To send unicast traffic to a machine, it relies on the machines to answer to a broadcast and relay its hardware address. however if the machine is asleep it won't be able to do so. So first we have a user who wants to ssh into a specific lab machine. Normally it is able to do that through the CS router that connects to all of the lab machines. So when a student runs the ssh command, it takes the IP address of the specific lab machine. So the CS router needs to figure out the Hardware Address of the machine with that IP address. So the CS router will broadcast and ask what machine has this ip address. Then the machine with this ip address will reply back with its Hardware Address. However, if the machine is asleep, it won’t be able to respond.
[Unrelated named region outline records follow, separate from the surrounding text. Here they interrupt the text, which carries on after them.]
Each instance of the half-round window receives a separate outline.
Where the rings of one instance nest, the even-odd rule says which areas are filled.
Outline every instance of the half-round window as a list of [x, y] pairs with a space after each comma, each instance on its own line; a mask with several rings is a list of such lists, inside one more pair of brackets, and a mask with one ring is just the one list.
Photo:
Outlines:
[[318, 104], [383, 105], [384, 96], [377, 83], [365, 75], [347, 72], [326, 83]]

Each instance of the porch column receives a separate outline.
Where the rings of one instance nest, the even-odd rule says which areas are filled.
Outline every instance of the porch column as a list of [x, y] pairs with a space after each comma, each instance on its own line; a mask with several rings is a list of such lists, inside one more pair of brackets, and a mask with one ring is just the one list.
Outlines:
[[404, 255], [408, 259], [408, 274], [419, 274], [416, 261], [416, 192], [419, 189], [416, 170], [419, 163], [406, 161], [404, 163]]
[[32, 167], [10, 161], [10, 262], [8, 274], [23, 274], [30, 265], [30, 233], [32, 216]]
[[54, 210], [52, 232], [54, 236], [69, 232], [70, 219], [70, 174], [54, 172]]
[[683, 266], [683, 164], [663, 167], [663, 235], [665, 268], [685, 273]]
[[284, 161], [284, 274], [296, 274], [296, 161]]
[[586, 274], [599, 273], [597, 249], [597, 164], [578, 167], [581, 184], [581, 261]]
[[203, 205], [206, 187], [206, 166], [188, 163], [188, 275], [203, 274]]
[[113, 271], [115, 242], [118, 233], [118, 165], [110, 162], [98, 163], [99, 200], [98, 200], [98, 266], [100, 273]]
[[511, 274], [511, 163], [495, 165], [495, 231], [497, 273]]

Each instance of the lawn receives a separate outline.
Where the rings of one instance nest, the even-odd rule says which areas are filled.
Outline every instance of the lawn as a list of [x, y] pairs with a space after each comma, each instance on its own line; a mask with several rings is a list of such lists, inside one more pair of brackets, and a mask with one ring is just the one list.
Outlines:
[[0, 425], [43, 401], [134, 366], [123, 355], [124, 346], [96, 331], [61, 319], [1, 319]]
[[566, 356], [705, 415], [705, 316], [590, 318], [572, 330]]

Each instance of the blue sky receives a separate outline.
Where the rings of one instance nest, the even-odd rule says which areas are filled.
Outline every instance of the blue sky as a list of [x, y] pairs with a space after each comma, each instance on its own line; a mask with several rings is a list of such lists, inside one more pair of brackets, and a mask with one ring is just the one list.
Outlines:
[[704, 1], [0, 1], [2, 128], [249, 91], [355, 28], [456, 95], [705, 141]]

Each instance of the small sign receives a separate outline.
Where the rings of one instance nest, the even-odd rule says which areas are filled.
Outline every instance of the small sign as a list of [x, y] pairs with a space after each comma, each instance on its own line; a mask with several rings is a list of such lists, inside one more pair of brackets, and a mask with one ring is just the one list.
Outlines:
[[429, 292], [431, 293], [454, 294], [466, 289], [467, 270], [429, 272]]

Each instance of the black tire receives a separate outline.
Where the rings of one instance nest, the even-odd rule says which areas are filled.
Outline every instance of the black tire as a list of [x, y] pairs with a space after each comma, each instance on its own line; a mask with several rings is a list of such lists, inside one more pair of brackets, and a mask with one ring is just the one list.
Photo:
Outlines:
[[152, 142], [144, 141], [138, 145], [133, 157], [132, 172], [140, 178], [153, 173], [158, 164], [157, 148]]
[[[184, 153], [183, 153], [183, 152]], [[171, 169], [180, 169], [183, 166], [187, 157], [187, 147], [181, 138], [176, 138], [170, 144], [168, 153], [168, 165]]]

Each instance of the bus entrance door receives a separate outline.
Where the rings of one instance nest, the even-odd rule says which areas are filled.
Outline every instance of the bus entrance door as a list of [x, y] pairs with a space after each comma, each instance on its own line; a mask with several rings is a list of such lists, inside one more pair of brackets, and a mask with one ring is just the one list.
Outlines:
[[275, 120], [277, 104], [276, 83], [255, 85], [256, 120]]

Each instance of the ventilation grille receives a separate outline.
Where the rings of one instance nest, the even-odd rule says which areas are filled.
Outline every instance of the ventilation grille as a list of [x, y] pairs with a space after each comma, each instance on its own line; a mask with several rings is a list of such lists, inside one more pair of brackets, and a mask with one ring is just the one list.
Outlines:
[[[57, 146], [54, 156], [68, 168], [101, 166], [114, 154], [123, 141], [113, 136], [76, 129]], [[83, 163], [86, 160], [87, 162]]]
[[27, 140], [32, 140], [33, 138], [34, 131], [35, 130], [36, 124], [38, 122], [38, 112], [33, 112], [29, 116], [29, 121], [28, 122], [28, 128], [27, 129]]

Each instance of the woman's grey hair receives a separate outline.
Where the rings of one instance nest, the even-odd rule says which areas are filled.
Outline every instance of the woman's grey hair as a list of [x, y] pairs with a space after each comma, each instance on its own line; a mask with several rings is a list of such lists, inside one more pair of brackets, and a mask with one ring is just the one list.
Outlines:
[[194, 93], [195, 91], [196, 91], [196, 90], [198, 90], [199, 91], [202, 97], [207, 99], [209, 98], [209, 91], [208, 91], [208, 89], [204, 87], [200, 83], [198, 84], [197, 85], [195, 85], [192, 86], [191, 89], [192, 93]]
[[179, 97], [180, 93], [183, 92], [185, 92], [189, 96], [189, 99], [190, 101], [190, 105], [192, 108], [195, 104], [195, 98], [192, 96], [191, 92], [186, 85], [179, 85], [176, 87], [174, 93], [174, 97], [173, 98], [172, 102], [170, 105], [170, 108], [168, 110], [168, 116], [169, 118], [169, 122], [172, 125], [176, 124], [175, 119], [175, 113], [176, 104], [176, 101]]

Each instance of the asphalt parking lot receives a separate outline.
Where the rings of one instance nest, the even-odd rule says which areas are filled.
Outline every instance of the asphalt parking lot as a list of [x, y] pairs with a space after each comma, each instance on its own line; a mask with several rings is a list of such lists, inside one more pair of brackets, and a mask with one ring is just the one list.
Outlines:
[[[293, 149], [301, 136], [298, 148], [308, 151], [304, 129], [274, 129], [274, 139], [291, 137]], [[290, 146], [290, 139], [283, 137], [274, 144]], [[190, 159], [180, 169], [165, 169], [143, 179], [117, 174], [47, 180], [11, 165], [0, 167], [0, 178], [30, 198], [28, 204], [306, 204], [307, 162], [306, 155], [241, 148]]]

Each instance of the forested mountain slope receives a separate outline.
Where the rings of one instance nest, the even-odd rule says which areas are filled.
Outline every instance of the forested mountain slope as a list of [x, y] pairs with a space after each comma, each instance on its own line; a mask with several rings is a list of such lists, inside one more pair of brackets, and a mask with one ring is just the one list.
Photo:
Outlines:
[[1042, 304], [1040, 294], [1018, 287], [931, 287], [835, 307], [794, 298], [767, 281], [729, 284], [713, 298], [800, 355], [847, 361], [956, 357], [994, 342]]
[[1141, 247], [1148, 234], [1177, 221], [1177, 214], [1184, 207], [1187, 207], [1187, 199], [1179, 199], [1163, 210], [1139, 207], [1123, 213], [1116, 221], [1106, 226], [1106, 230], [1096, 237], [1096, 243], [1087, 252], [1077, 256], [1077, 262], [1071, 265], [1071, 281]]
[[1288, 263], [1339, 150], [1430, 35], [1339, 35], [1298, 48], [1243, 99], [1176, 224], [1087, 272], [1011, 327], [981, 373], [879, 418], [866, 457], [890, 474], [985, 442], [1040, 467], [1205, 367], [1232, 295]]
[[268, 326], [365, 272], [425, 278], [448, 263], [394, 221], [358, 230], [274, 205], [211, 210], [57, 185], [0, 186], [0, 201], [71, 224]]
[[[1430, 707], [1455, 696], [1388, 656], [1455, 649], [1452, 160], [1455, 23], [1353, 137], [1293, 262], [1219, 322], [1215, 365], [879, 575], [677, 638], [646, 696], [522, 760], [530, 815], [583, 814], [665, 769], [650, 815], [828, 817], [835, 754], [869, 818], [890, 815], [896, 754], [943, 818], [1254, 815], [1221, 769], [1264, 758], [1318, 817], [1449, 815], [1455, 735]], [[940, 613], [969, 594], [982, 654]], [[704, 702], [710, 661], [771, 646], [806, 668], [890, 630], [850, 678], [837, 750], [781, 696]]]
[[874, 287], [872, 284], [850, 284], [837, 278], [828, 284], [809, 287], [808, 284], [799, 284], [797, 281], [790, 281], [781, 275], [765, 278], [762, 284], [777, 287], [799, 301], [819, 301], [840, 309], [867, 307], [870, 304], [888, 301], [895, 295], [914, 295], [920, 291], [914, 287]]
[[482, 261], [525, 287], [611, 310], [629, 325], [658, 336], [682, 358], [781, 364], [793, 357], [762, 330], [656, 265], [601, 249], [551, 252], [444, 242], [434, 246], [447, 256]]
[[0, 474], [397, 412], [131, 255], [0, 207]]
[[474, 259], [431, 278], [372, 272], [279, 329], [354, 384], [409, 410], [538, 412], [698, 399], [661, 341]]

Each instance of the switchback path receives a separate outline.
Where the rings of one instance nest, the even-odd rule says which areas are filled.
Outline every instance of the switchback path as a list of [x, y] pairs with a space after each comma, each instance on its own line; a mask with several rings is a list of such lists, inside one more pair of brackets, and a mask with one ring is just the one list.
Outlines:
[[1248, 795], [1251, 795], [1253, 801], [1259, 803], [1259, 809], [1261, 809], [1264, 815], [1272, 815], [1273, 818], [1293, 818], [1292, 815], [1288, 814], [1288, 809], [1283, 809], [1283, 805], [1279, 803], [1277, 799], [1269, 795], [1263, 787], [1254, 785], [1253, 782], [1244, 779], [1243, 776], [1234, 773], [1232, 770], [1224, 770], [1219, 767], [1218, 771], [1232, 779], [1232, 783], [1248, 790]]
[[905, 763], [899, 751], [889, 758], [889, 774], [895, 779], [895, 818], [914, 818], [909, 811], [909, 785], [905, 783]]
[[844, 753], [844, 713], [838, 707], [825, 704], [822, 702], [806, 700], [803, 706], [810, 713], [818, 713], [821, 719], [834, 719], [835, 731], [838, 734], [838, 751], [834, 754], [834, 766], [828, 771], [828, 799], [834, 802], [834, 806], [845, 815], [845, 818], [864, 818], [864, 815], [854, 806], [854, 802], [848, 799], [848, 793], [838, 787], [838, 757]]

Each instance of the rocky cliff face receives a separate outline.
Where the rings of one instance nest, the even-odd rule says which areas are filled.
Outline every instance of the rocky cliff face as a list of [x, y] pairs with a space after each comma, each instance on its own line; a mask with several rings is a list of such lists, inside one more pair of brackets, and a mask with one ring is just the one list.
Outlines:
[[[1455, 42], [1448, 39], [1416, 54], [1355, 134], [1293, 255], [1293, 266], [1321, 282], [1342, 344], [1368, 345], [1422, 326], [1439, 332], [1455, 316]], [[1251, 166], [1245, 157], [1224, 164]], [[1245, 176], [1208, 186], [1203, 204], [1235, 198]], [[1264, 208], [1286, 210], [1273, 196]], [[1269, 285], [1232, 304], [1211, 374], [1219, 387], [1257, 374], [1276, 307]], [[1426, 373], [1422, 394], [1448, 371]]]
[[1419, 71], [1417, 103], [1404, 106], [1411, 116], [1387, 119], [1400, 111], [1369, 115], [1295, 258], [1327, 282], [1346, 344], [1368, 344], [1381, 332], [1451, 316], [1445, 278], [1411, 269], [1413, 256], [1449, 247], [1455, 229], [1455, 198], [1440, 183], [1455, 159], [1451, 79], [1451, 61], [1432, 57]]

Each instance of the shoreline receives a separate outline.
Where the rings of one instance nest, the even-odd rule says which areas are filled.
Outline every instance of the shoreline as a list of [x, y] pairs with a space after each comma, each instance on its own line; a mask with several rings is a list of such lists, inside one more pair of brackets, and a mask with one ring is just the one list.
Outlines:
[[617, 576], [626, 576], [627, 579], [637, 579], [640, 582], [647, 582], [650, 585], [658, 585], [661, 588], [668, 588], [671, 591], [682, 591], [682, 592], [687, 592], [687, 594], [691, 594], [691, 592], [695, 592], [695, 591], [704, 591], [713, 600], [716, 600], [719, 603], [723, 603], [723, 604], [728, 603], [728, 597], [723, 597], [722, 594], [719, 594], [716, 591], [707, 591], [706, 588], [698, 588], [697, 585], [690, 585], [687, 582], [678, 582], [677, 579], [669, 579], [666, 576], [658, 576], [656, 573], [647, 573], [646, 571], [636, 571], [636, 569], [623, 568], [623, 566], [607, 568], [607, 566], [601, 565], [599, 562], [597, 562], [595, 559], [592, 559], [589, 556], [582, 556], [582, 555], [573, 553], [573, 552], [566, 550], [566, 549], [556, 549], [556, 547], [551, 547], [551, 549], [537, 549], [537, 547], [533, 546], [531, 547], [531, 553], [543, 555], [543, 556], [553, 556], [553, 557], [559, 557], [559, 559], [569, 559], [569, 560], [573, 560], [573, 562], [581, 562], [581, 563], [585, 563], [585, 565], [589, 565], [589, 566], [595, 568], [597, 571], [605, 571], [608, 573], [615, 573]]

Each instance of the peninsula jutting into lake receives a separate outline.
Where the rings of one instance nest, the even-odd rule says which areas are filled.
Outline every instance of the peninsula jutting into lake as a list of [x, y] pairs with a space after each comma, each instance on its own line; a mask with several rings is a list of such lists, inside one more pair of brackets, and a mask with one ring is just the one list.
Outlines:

To address this problem, a small always-on device that can listen for broadcasted ARP requests can be utilized where if the router doesn't hear a reply after some time limit from the computer because it is asleep, the small device responds on its behalf. This device was implemented through a raspberry pi.

In a zwave server, a code was written to allow packet capture for the raspberry pi. A program in the zwave server will read the packet that came in, and make sure it is a request, instead of a reply. Then it will check the IP address of what is being requested. Using a JSON file that stores the IP address and its respective ARP address of every machine in the department. If IP address in the database, then send (print) a reply with the corresponding ARP address, which will in turn wake the machine.

Methodology -- Part 4: Public Website

The web page should serve as the public face of the project, effectively communicating its purpose while offering a user-friendly interface for interaction. At its core, the site must clearly explain the project’s objectives and its impact on minimizing energy consumption across computer lab machines. It should feature detailed power and energy statistics, presented through sophisticated graph visualizations, to provide users with an understanding of the project's efficacy. A limited control interface should be accessible to computer science students and faculty, integrating robust user authentication against the CS department’s LDAP server to ensure secure access. This interface should display a comprehensive list of CS lab machines along with their current sleep status, offering functionality to wake a machine remotely by sending a Wake-on-LAN (WoL) packet. Additionally, users should have the capability to prevent a machine from entering sleep mode for a specified period, enabling them to create reservations for ongoing tasks. The design and construction of the site should leverage platforms like Grafana to generate real-time visualizations, ensuring the data is both accessible and actionable, fostering an environment of informed decision-making regarding energy usage and machine management.